Apr
30
DOSSIER AVOCATS MARSEILLE : NOTRE BATONNIER A-T-IL TOUTE SA RAISON ?

Je n'ai pas osé titrer « la folie du roi Jérôme », voire d'évoquer la trahison des intérêts professionnels collectifs par ces élus incapables, mais c'est tout comme.

L'exercice solitaire du pseudo pouvoir, avec quelques amis, conduit aux dérives apparentes suivantes :

* Le référent, inventé par le bâtonnier pour la communication électronique, chargé d'aider à la solution des problèmes de communication avec la Cour d'appel, répond désormais en transmettant des messages de « les référents de la cour »,

* C'est qui « les référents de la cour « ?

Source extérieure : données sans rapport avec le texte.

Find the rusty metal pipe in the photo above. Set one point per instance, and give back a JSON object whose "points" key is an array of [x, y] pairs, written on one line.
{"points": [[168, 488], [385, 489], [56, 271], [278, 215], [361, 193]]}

* En plus, les informations transmises sont fausses.

* On va où ?

* Bâtonnier et ordre restent incapables de régler suivant l'art .18 de la loi de 1971 la question de la libre communication numérique avec le R.P.V.A., demeurant aux instructions du Conseil national des barreaux et de la société NAVISTA, alors que le même Conseil national des barreaux -dont l'actuel président est l'ancien bâtonnier de PARIS- a fait une exception pour PARIS.

* Dommageable en intérêts professionnels pour les avocats de province. Je ne sais pas pour les autres, pour moi, OUI.

* J'apprends aussi que le bâtonnier délègue ses pouvoirs à certains avocats. Sans respecter la loi qui ne le permet que dans des cas bien précis.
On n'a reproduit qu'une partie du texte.